Erik Jenner comments on Sparsify: A mechanistic interpretability research agenda

Erik Jenner 8 Apr 2024 19:41 UTC
LW: 4 AF: 2
0
AF
Thanks for the detailed responses! I’m happy to talk about “descriptions” throughout.
Trying to summarize my current understanding of what you’re saying:
- SAEs themselves aren’t meant to be descriptions of (network, dataset). (I’d just misinterpreted your earlier comment.)
- As a description of just the network, SAEs have a higher description length than a naive neuron-based description of the network.
- Given a description of the network in terms of “parts,” we can get a description of (network, dataset) by listing out which “parts” are “active” on each sample. I assume we then “compress” this description somehow (e.g. grouping similar samples), since otherwise the description would always have size linear in the dataset size?

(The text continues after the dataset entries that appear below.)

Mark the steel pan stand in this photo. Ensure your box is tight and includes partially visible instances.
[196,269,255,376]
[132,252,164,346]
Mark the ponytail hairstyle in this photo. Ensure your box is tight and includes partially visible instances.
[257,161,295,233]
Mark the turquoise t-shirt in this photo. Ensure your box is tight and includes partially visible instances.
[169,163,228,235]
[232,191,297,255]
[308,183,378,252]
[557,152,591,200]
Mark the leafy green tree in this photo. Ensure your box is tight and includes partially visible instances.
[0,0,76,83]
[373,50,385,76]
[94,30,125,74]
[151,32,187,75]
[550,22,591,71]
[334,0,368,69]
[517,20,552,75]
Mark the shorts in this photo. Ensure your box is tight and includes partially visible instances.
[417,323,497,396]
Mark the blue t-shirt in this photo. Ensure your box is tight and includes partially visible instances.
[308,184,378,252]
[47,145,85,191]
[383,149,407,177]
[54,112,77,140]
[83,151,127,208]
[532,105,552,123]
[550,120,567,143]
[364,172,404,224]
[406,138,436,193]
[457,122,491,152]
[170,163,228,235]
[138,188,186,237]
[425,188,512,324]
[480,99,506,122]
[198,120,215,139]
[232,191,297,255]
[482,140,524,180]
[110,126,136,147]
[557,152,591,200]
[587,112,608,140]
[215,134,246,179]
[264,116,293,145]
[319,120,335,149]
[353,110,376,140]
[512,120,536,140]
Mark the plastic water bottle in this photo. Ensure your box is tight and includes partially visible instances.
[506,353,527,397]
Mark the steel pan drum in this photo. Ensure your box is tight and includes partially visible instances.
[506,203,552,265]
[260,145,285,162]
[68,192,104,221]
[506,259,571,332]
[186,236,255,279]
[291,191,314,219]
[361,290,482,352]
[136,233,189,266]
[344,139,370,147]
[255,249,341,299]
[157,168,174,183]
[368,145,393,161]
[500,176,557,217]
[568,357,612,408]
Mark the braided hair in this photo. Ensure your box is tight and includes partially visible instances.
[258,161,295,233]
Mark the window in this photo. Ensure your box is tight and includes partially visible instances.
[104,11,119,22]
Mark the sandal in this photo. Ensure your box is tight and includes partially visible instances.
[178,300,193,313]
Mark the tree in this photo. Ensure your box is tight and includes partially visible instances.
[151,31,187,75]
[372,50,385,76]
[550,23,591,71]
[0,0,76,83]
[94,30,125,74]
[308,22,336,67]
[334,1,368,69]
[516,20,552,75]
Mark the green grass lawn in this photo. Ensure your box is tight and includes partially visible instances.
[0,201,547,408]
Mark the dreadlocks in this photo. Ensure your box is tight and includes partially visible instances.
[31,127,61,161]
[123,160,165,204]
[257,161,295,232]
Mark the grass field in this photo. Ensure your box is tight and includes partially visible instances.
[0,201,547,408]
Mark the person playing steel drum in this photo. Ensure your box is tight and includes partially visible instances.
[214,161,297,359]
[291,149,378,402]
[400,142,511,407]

- You’re then claiming that SAEs are a particularly short description of (network, dataset) in this sense (since they’re optimized for not having many parts active).
My confusion mainly comes down to defining the words in quotes above, i.e. “parts”, “active”, and “compress”. My sense is that they are playing a pretty crucial role and that there are important conceptual issues with formalizing them. (So it’s not just that we have a great intuition and it’s just annoying to spell it out mathematically, I’m not convinced we even have a good intuitive understanding of what these things should mean.)

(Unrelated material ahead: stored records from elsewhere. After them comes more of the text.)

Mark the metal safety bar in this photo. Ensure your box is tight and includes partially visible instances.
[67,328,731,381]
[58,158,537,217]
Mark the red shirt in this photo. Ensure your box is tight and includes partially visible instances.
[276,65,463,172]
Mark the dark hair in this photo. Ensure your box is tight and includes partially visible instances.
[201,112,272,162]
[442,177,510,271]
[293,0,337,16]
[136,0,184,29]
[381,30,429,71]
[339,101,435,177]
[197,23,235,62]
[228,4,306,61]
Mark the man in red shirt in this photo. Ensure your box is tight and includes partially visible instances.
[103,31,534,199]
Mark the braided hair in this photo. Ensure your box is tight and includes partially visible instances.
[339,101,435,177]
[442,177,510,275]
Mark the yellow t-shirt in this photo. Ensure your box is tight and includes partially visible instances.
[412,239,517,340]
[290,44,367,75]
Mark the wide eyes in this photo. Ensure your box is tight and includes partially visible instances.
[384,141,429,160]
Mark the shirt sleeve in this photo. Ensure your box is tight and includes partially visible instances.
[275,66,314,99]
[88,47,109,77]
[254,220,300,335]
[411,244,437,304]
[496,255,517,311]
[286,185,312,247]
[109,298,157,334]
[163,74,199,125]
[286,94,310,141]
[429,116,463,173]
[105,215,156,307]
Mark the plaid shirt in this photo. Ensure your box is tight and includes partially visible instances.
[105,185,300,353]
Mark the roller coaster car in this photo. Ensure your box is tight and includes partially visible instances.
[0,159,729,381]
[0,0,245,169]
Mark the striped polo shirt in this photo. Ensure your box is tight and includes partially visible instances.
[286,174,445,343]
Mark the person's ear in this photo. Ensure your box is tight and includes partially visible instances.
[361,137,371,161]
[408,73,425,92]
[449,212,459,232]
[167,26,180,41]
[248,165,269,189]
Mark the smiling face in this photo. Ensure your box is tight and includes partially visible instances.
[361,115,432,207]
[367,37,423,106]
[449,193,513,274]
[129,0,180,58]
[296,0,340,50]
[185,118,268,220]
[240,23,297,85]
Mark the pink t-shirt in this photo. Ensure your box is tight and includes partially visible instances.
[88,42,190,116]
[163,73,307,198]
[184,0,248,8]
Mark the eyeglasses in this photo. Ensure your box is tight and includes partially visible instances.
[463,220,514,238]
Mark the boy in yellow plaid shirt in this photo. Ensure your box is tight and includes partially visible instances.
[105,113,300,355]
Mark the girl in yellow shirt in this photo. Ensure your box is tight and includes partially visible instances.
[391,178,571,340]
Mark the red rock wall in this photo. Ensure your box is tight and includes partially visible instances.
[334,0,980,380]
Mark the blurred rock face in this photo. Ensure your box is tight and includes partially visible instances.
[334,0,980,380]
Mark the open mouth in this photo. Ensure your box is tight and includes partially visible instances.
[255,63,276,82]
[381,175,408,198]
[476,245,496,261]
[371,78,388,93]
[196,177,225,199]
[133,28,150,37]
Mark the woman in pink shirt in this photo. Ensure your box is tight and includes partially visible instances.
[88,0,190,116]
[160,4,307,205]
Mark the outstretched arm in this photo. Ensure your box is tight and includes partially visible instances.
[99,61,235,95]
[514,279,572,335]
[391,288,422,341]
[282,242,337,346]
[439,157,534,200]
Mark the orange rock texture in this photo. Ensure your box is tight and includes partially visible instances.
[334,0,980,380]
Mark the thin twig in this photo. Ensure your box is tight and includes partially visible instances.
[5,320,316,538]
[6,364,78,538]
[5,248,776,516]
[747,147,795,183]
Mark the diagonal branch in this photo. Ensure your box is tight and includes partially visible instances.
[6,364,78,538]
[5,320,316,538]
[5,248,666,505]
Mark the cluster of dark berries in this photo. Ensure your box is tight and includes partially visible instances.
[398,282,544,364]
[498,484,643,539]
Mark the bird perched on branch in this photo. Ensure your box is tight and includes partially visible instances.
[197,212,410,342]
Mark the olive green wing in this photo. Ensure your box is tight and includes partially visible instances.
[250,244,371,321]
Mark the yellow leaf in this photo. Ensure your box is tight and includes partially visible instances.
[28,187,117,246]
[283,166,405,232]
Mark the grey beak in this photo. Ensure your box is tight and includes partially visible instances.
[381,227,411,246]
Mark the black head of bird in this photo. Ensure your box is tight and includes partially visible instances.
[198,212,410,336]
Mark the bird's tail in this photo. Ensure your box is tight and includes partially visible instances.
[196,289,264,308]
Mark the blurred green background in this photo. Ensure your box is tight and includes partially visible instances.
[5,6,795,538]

That said, my sense is you’re not claiming any of this is easy to define. I’d guess you have intuitions that the “short description length” framing is philosophically the right one, and I probably don’t quite share those and feel more confused how to best think about “short descriptions” if we don’t just allow arbitrary Turing machines (basically because deciding what allowable “parts” or mathematical objects are seems to be doing a lot of work). Not sure how feasible converging on this is in this format (though I’m happy to keep trying a bit more in case you’re excited to explain).

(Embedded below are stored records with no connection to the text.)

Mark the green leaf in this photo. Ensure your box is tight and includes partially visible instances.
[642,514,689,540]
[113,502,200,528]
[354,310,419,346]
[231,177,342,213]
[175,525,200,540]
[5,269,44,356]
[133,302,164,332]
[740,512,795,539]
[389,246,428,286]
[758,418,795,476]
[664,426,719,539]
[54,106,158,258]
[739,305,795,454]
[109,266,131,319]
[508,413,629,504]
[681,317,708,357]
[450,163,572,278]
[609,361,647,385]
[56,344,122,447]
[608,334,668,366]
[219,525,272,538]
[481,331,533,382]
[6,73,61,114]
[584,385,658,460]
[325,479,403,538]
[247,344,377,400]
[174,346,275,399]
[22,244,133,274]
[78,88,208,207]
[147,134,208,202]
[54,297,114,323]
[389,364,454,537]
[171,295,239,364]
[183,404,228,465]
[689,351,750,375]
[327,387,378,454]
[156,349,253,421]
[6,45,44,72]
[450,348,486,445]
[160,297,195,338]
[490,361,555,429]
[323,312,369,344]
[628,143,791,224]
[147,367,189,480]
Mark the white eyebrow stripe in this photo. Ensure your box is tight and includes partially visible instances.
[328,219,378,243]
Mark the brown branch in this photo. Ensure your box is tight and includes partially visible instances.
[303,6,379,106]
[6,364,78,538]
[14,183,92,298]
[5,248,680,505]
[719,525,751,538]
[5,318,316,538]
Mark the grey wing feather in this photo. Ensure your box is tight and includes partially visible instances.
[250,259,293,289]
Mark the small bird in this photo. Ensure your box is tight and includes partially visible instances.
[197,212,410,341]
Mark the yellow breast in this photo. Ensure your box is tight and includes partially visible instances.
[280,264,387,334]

- Lee Sharkey 10 Apr 2024 9:55 UTC
  LW: 2 AF: 1
  0
  AF Parent
  Trying to summarize my current understanding of what you’re saying:
  Yes all four sound right to me.
  To avoid any confusion, I’d just add an emphasis that the descriptions are mathematical, as opposed semantic.
  I’d guess you have intuitions that the “short description length” framing is philosophically the right one, and I probably don’t quite share those and feel more confused how to best think about “short descriptions” if we don’t just allow arbitrary Turing machines (basically because deciding what allowable “parts” or mathematical objects are seems to be doing a lot of work). Not sure how feasible converging on this is in this format (though I’m happy to keep trying a bit more in case you’re excited to explain).
  I too am keen to converge on a format in terms of Turing machines or Kolmogorov complexity or something else more formal. But I don’t feel very well placed to do that, unfortunately, since thinking in those terms isn’t very natural to me yet.